Even in the bioregion where Yesod Farm+Kitchen is located, there is a lull in production at this time of year. As the temperatures warm, the climate tends to be a little more dry, and the daylight hours again begin to wane after solstice, there are a few weeks where the land slows down. It is an incredible lesson for a farmer, or any person observing the cycles of the earth, to monitor our expectations or desire to intervene. It can be frustrating when you want to enjoy the produce that is not yet mature, or you want to prolong the harvest of plants that are ready to enter dormancy or death. Yet, just as our bodies and minds need rest to appropriately redistribute energy for true productivity, so too does the earth. Unlike human bodies and minds in contemporary society, the earth’s natural rhythms ensure this. This lull during the season of kayitz ensures exactly that. 
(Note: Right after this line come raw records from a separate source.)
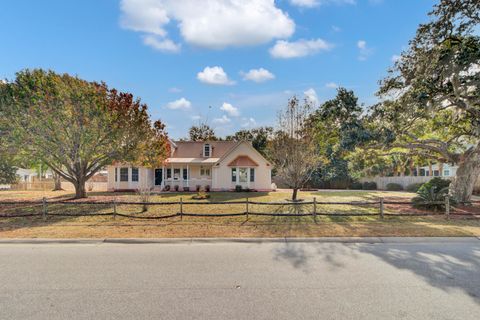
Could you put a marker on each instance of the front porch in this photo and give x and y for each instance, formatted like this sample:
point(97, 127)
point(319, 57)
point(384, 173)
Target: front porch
point(184, 177)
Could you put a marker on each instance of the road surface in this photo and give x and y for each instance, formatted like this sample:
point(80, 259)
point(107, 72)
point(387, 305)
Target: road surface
point(407, 280)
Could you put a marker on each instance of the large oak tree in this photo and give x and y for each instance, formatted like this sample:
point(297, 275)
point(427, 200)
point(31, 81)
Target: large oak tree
point(74, 126)
point(431, 99)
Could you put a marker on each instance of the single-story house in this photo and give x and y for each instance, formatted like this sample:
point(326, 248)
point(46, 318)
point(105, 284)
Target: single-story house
point(217, 165)
point(438, 170)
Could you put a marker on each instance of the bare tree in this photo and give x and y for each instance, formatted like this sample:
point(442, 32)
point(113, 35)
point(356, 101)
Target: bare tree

Interestingly, in the Jewish ritual calendar there are no agriculturally related ritual moments observed between Shavuot (which occurs just more than a week before the full moon of Sivan) and the 15th of Av marking the beginning of the grape harvest and the end of the season of kayitz. The Jewish calendar is designed to reflect the natural rhythms of the earth. Our bodies are also designed to be in relationship with the natural rhythms of the earth - we are, after all, a part of the earth. This time of year is an opportune moment to release expectations, to step back from interventions, and to observe and learn. The season is literally ripe with the opportunity to do so.